I think most people would find it inarguable that the N-word is now an unacceptable way of describing a black person. And yet, even as relatively recently as the 1970s, there were programmes on television in the UK using this sort of language and dismissing it as a joke. It’s very easy to dismiss something as a joke if it isn’t you who’s the butt of it.
Personally, I favour a properly punctuated and grammatically well-written text message. However, I have plenty of friends and members of family who don’t agree. And I suppose the main objective of language is to communicate. As long as you are able to do that, does it really matter whether someone is using perfect grammar and spelling?
My mum was once telling a story about someone she’d been on holiday with. She told me that she liked to listen to this person, and she said: “I knew that if I was blaje with her, and let her carry on talking, I would soon be able to dweedle it out of her.”
Obviously, she got the words blasé and wheedle wrong. However from the context of the sentence it was very obvious what she meant. And rather than laughing at her, since she is almost definitely dyslexic, I simply nodded, letting her get on with the story.
Language moves on. And with this, it gives us increasingly more ways to describe feelings, incidents, people, phenomena and things that weren’t possible a relatively short time ago.
When that language moves on, it usually indicates how attitudes also shift. The term ‘cis gender’ is relatively new: referring to someone who identifies as the same gender they were born with. The reason for this term is because it’s the opposite of trans: a person who identifies as a different gender to the one they were born with. It’s really no different to using heterosexual and homosexual – terms people are likely to be more familiar with.
Although no one is going to force people to use new words when they are first introduced, there does come a point after a certain amount of time that if you’re not using appropriate language you may be viewed as something of an anachronism. Being down with the kids isn’t just about using slang to describe things, it’s also about showing you understand that ‘we don’t use those words now’ and why.
In one of my books I have a main character, Kev, a gay man who also cross dresses as a woman. He does this on stage – which is like a performance like drag queens. But he also does this in his everyday life too – meeting his friends for a drink, going for dinner, when he dresses in more everyday women’s clothes. It depends how he feels at the time.

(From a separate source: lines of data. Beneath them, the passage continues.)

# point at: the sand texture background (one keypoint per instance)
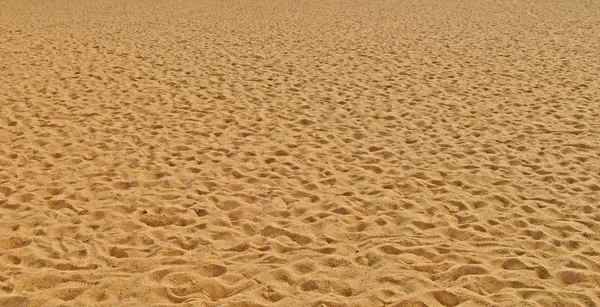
(300, 153)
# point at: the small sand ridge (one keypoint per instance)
(299, 153)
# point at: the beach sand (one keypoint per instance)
(299, 153)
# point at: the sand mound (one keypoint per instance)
(299, 153)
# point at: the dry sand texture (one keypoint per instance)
(300, 153)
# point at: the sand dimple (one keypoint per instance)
(299, 153)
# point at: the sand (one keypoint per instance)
(299, 153)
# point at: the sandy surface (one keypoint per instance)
(299, 153)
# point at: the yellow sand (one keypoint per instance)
(299, 153)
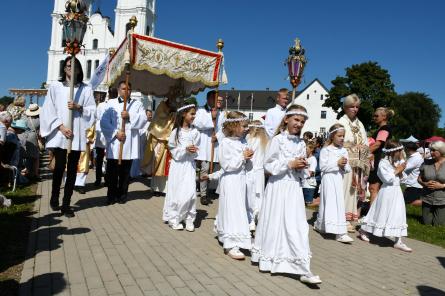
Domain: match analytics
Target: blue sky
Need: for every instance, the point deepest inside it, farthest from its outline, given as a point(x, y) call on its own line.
point(405, 37)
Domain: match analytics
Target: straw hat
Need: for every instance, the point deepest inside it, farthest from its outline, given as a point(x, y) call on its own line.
point(20, 124)
point(33, 110)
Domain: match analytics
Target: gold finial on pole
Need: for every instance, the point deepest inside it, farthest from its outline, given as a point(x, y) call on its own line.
point(133, 22)
point(220, 44)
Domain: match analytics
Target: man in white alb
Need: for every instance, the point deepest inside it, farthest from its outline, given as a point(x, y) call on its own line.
point(275, 115)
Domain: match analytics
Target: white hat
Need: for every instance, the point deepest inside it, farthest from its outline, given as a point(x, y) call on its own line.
point(33, 110)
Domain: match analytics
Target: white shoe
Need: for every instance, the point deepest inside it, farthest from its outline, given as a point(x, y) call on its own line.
point(310, 279)
point(189, 226)
point(7, 203)
point(363, 236)
point(344, 238)
point(252, 226)
point(401, 246)
point(236, 254)
point(178, 226)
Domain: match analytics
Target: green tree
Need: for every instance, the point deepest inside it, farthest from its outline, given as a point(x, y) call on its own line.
point(416, 114)
point(370, 82)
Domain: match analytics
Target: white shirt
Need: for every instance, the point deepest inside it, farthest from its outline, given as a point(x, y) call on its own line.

This story is set in the nineties and one character cautions Kev about a man he’s dating, warning Kev that this boyfriend may be with Kev not for who he is but the fact that he cross-dresses. The character tells Kev his boyfriend may be a [redacted] f***er. The editor asked me to remove this word because, although time period appropriate, and it was how the dodgy boyfriend may have described men like Kev in a pejorative way, it’s not a socially acceptable term now. I kept in the sentiment, the worry the friend was expressing to Kev and I replaced it with ‘transvestite’ f***er. This term is also time period appropriate, since in the nineties people tended to say ‘trans’ less than they do now.